Triggerwarnung: Tierquälerei
Um es gleich vorwegzunehmen, hier geht es weniger um einen alten oder neuen Traum, vielmehr um den einen Traum, der sich immer wiederholt, seit ich mich erinnern kann. Er war immer da und er hat sich im Laufe der Jahre, mit dem Erwachsenwerden und auch später kaum verändert. Eher sind es unterschiedliche Details, die mir am nächsten Morgen im Gedächtnis bleiben. Gerüche, ob es geregnet hat, ob irgendwo eine Straßenlaterne brannte …
Immer ist es dunkel, sodass man die hohen Gebäude ringsum mehr erahnen als wirklich sehen kann. Trotzdem weiß ich, dass ich mich in einer langen Straßenflucht befinde. Sie führt schnurstracks geradeaus. Seltsamerweise gibt es in diesem Traum keine Kurven oder Einmündungen anderer, ebenso düsterer Straßen. Und ich habe keine Ahnung wieso, aber aus irgendeinem Grund sind da überall an den Hauswänden diese Feuerleitern, die ich sonst nur aus amerikanischen Filmen kenne. Warum sie in meinen Träumen vorkommen, obwohl ich weder aus der Stadt noch aus den USA bin, weiß ich nicht. Alles, was ich in diesem Traum weiß ist, dass ich renne. Schnell, so als wäre jemand hinter mir. Doch es ist nicht Angst vor etwas, die mich treibt. Eher ist es das Gefühl, zu spät zu kommen. Ich muss ganz dringend weiter, dabei schneller und schneller laufen, denn sonst komme ich womöglich zu spät. Irgendwann, da bin ich mir im Traum sicher, auch wenn ich ihn nicht sehen kann, sondern nur seine Schritte und seinen keuchenden Atem hinter mir höre, läuft mein Vater mit mir. Manchmal ist er so dicht hinter mir, dass ich meine, seinen Atemhauch zu spüren, doch dann laufe ich wieder schneller. Oder fällt er zurück?
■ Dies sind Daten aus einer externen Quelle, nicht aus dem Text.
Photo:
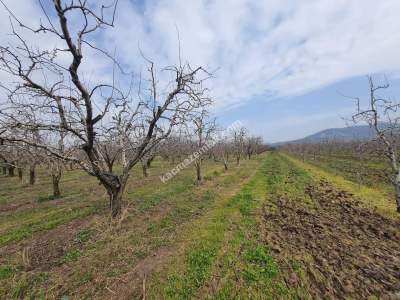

Beide laufen wir und dann irgendwann werden andere Geräusche lauter. Sie waren schon von Anfang an da, doch wurden sie von dem Hall unserer Schritte in der Häuserschlucht übertönt. Sie klingen wie das Geschrei von Kindern, doch ich weiß, dass es Katzen sind. Irgendwo weit vor mir und meinem Vater, irgendwo in diesen dunklen Häusern, vielleicht auf ihren Dächern oder in ihren Kellern werden Katzen gequält. Und wir suchen nach ihnen, nach der Quelle ihrer lauten, jammervollen Stimmen. Wir versuchen, sie zu finden. So schnell wie möglich, bevor ihnen Schlimmeres geschieht. Dabei habe ich keine Ahnung, was jemand diesen Tierchen antun könnte. Vielleicht haben sie nur Hunger und Durst? Sind sie eingesperrt? Werden sie womöglich brutal geschlagen oder getreten? Und dann kommen mir immer diese dummen Redewendungen in den Sinn: jemandem das Fell über die Ohren ziehen, jemandem die Hammelbeine langziehen, Mädchen die pfeifen und Hähnen, die krähen, soll man beizeiten den Hals umdrehen … Was wenn irgendeine Bestie von Mensch die jaulenden Katzen auf diese Art quält?
Ich wünschte, es käme irgendwann der Morgen, an dem ich mich daran erinnere, ob es uns gelingt, die Katzen zu finden und zu retten. Ich weiß, das ist unsere Aufgabe. Darum rennen wir durch diese furchteinflößende Stadt. Es wäre schön, zu wissen, dass die Miezen endlich alle in Sicherheit sind.